Il Signore ricostruisce Gerusalemme,
raduna i dispersi d’Israele;
risana i cuori affranti
e fascia le loro ferite” (Salmo 147,1-3).
“Non sono i sani che hanno bisogno del medico, ma i malati;
io non sono venuto a chiamare i giusti,
ma i peccatori perché si convertano” (Luca 5,31-32).
Il Signore è il medico che rianima i cuori spezzati, che fascia le loro ferite. Il nostro Dio ha cura di noi, si è fatto uomo per soccorrere l’uomo piagato dalle ferite del proprio peccato. Ma Dio non ci lascia soli e vagabondi, ci raduna nella santa Gerusalemme, la Chiesa. Essa è quella costruzione solida nella quale il medico si adopera per la salvezza del malato, perché solo nell’unità e nella concordia dei fratelli faremo tutti esperienza della misericordia di Dio per noi; ci lasceremo curare e saremo gli uni per gli altri validi infermieri, e sotto la guida del medico saremo rianimati per una vita nuova.
Non è mai vano aver amato e amare
anche se ciò non è disgiunto dal soffrire.

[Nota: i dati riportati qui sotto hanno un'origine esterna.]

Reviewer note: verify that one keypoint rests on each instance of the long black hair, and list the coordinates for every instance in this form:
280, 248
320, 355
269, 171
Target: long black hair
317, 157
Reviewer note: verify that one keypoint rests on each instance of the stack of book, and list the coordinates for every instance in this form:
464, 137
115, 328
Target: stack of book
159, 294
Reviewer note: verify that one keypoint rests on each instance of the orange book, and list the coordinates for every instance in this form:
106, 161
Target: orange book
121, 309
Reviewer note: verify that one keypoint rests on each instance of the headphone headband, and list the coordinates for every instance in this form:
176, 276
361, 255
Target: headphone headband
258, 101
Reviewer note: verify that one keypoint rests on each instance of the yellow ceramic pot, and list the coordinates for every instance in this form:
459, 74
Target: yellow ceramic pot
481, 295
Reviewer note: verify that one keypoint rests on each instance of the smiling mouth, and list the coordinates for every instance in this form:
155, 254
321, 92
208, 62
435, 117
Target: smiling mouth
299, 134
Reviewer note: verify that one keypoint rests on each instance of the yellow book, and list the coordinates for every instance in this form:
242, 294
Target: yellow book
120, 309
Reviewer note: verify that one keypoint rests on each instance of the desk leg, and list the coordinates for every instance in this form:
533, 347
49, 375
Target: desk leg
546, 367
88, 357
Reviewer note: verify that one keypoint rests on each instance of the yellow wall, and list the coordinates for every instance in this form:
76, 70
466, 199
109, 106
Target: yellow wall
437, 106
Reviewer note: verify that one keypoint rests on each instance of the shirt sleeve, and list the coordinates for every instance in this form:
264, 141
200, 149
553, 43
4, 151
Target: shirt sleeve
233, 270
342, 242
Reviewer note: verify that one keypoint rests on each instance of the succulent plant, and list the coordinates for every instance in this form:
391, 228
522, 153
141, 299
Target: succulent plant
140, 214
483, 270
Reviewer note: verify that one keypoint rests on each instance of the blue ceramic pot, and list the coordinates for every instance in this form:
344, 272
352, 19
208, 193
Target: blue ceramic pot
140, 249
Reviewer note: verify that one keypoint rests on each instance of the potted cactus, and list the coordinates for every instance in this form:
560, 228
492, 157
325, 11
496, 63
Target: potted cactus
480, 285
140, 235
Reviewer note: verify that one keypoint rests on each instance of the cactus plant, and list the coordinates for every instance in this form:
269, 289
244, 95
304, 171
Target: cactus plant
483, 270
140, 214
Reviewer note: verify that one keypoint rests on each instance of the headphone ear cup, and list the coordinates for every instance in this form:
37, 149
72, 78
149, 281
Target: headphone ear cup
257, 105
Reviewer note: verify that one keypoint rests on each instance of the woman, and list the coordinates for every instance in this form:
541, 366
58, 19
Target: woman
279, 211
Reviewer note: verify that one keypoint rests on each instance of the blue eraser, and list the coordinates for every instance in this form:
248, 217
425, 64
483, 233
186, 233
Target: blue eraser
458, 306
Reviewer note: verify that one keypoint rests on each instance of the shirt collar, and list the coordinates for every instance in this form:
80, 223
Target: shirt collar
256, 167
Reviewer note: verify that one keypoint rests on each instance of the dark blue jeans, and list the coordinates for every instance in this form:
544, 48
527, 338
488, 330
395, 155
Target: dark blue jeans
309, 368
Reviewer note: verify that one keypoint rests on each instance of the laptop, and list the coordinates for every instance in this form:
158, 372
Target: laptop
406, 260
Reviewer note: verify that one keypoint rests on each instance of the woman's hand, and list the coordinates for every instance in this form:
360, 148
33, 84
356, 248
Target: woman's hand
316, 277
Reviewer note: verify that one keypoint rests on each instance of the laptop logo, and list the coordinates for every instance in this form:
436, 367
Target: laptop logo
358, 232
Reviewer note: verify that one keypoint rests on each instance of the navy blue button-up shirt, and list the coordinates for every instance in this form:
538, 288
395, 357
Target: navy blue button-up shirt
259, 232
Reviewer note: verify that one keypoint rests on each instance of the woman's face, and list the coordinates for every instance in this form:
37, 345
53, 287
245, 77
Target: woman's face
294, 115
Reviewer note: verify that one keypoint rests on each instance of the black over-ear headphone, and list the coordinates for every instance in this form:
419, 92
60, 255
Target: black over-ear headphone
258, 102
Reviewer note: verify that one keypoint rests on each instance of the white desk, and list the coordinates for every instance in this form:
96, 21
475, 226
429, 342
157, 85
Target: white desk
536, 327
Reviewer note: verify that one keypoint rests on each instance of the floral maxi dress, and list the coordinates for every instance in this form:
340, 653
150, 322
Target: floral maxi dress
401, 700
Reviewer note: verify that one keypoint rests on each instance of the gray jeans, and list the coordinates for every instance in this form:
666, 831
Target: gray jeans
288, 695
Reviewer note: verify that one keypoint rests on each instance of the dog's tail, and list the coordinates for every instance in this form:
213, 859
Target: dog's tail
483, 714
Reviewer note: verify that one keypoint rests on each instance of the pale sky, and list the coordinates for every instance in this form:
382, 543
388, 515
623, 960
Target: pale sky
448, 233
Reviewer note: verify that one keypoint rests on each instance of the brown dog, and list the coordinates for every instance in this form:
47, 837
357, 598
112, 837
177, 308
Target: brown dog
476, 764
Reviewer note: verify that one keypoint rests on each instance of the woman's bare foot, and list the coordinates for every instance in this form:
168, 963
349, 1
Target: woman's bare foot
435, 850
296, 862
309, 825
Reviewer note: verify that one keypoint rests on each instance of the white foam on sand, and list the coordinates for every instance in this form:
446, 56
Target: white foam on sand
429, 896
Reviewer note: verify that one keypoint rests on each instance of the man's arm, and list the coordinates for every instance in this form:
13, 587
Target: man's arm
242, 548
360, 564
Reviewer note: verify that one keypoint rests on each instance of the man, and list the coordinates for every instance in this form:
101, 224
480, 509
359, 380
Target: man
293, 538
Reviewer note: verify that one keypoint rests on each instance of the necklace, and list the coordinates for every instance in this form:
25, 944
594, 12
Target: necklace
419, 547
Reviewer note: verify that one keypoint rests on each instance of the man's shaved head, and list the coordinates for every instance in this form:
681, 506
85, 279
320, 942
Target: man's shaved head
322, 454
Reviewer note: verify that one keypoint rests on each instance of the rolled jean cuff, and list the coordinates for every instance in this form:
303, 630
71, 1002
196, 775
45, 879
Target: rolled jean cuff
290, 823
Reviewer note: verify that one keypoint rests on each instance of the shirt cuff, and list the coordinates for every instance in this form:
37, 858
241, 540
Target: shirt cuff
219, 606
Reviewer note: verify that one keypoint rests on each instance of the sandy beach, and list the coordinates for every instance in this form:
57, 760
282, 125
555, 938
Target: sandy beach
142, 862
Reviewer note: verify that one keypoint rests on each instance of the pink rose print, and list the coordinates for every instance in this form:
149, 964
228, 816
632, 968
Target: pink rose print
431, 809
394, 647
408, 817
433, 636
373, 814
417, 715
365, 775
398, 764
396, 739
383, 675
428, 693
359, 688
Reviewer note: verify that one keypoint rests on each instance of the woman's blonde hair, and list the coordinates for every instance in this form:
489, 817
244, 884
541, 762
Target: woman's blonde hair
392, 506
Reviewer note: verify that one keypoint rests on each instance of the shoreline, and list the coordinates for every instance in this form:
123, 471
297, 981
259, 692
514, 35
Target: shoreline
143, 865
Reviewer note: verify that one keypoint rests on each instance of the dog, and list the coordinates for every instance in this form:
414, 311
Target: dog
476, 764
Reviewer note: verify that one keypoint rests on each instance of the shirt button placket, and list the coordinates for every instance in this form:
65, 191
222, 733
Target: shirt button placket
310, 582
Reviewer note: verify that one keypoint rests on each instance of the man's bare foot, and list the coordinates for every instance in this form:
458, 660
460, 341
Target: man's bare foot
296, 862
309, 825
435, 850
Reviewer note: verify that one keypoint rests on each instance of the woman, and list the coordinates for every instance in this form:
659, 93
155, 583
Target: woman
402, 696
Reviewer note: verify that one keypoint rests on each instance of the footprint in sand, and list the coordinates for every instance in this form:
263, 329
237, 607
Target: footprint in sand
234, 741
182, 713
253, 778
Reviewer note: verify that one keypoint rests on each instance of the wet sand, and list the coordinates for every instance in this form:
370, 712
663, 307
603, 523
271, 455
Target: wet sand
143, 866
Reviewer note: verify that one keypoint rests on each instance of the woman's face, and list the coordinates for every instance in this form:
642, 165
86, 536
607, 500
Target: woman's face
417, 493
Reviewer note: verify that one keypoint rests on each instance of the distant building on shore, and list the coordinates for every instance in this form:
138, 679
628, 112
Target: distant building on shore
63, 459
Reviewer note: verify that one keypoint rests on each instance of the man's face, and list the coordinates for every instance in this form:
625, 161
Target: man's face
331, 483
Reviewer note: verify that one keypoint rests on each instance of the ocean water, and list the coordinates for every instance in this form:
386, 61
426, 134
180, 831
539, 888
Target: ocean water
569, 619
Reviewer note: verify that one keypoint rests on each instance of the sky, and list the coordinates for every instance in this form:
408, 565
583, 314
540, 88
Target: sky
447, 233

L’amore non si semina nel vento:
rifiorisce sempre sulle nostre cicatrici
che Tu, Cristo, curi con amore.
Sei venuto al mondo per salvarmi e insegnarmi
che l’amore ha in sé la sua ricompensa
così come l’odio ha in sé la sua pena.
Il bene, infatti, edifica e sana,
il male distrugge e divora se stesso.
Quanto abbiamo bisogno e quanto è bello e liberante riconoscere d’essere deboli, di carne, umani. Spesso non arriviamo ad amare perché prima non abbiamo avuto il coraggio di lasciarci amare. Il mio peccato, il mio limite io lo riconosco, e mi getto nell’oceano della misericordia, sì sono un perdonato, sperimento il crescendo del Salmo 50, la mia vita carica della mia colpa è convertita in una festa. Le ossa spezzate esultano e danzano, la miseria diventa un banchetto, il limite una finestra spalancata, l’assoluzione “un attimo che accende l’eternità”. Gesù ha reso il perdono tanto facile, da scandalizzare molti. Molte volte non è Dio che non ci vuole guarire, siamo noi che non lo vogliamo, ci sentiamo in colpa e non ci perdoniamo perché pretenderemmo di mostrarci sempre perfetti e impeccabili. Che bello scoprire che Dio mi ama perché sono io.